SujeethJinesh commented 4 months ago

Fixes / Features

Testing / Documentation

Testing details - tested on v5e slices manually.

SujeethJinesh commented 4 months ago

QQ: Do we want to enable the backoff_limit based on a flag for suspend/resume?

Would the backofflimit hide any other issues and attempt to schedule the workload despite errors?

@RoshaniN We've thought about adding a flag for backoff_limit, but it would make it harder for the user to identify what they should be doing. It would be easily confusing for the user to remember to multiply the backoff limit by vms_per_slice.

Perhaps a flag like "num_retries" could be better and we automatically multiply it by the vms_per_slice?

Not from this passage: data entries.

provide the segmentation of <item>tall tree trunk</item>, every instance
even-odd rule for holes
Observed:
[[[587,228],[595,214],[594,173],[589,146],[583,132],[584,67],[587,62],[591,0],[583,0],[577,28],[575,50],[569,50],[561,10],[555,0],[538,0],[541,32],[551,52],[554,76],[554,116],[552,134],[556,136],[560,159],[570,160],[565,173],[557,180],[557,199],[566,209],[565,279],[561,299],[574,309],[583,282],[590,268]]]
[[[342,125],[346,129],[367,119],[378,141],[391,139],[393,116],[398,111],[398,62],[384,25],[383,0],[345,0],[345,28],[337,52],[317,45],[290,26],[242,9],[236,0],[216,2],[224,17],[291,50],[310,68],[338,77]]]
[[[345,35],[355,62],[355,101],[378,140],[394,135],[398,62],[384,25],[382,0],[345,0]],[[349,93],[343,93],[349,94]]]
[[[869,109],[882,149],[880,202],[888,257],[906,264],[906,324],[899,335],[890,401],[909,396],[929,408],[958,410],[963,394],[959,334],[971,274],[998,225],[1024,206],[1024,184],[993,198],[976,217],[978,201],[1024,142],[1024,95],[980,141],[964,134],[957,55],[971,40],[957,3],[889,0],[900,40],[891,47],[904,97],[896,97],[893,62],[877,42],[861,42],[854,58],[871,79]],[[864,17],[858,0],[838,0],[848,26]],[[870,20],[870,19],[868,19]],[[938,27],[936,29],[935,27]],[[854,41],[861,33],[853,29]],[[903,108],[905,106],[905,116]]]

What do you think?

RoshaniN commented 4 months ago

QQ: Do we want to enable the backoff_limit based on a flag for suspend/resume? Would the backofflimit hide any other issues and attempt to schedule the workload despite errors?

@RoshaniN We've thought about adding a flag for backoff_limit, but it would make it harder for the user to identify what they should be doing. It would be easily confusing for the user to remember to multiply the backoff limit by vms_per_slice.

Perhaps a flag like "num_retries" could be better and we automatically multiply it by the vms_per_slice? What do you think?

I like automatic the calculation of backoffLimit . I am thinking if it will mask actual issues and continue to try to schedule ?

I added some logic to exit for user code errors, but do we know what happens for non user-code errors? Mostly thinking about ImagePullBackoff and such?

SujeethJinesh commented 4 months ago

The PR at https://github.com/google/xpk/pull/134 will solve the masked errors. I still need to test that out though.